The top three reasons behind our selection of SwiftStack were as follows:
- Speed – SwiftStack was—by far—the highest-performing object storage platform — capable of line speed and 2-4x faster than competitors. The ability to move assets between our “tier 1 NAS” and “tier 2 object” with extremely high throughput was paramount to the success of the architecture.
Note: While SwiftStack 1space was not a part of the SwiftStack platform at the time of our evaluation and purchase, it would have been an additional deciding factor in favor of SwiftStack if it had been.
Interesting. It should be noted that performance of Swift is a great match for some workloads, but not for others. In particluar, Swift is weak on small-file workloads, such as Gnocchi, which writes a ton of 16-byte objects again and again. The overhead is a killer there, and not just on the wire: Swift has to update its accounting databases each and every time a write is done, so that "swift stat" shows things like quotas. Swift is also not particularly good at HPC-style workloads, which benefit from a great bisectional bandwidth, because we transfer all user data through so-called "proxy" servers. Unlike e.g. Ceph, Swift keeps the cluster topology hidden from the client, while a Ceph client actually tracks the ring changes, placement groups and their leaders, etc.. But as we can see, once the object sizes start climbing and the number of clients increases, Swift rapidly approaches the wire speed.

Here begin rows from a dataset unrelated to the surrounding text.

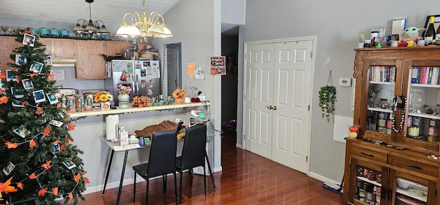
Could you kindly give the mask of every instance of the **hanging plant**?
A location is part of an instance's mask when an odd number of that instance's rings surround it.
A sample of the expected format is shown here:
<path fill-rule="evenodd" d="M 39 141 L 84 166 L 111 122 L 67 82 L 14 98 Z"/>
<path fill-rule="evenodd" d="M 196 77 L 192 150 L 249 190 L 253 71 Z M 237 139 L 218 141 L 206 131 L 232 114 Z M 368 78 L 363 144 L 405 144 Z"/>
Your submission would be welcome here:
<path fill-rule="evenodd" d="M 336 101 L 336 88 L 333 86 L 321 87 L 319 91 L 319 106 L 322 111 L 322 117 L 327 117 L 330 121 L 330 114 L 334 114 L 335 101 Z"/>

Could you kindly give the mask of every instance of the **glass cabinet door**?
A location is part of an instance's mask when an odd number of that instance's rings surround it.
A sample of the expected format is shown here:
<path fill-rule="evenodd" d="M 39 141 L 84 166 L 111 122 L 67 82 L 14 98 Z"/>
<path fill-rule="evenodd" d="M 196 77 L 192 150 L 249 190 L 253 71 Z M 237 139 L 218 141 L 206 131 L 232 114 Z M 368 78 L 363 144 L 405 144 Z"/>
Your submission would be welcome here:
<path fill-rule="evenodd" d="M 417 61 L 405 63 L 410 65 L 407 69 L 405 141 L 437 149 L 440 136 L 440 61 L 425 61 L 423 64 L 418 64 L 420 62 Z M 428 63 L 432 66 L 428 66 Z"/>
<path fill-rule="evenodd" d="M 351 164 L 349 202 L 353 204 L 386 204 L 382 193 L 386 187 L 388 169 L 357 159 Z"/>
<path fill-rule="evenodd" d="M 395 93 L 401 91 L 402 69 L 397 67 L 396 60 L 367 60 L 365 64 L 368 67 L 364 74 L 368 80 L 368 92 L 364 94 L 368 95 L 365 135 L 388 141 L 393 129 L 400 129 L 399 124 L 393 125 L 392 119 L 393 100 Z"/>

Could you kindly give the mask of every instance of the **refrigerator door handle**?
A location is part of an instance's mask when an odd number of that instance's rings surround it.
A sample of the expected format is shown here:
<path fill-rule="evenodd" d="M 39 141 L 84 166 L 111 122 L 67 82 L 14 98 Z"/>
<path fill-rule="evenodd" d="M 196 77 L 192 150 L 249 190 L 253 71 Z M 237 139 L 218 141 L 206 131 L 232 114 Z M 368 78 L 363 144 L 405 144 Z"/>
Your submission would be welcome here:
<path fill-rule="evenodd" d="M 136 94 L 139 95 L 139 75 L 136 74 Z"/>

I cannot help noticing that the architecture in question has a front-facing cache of pool (tier 1), which is what the ultimate clients see instead of Swift. Most of the time, Swift is selected for its ability to serve tens of thousands of clients simultaneously, but not in this case. Apparently, the end-user invented ProxyFS independently.
There's no mention of Red Hat selling Swift in the post. Either it was not part of the evaluation at all, or the author forgot about it for the passing of time. He did list a bunch of rather weird and obscure storage solutions though.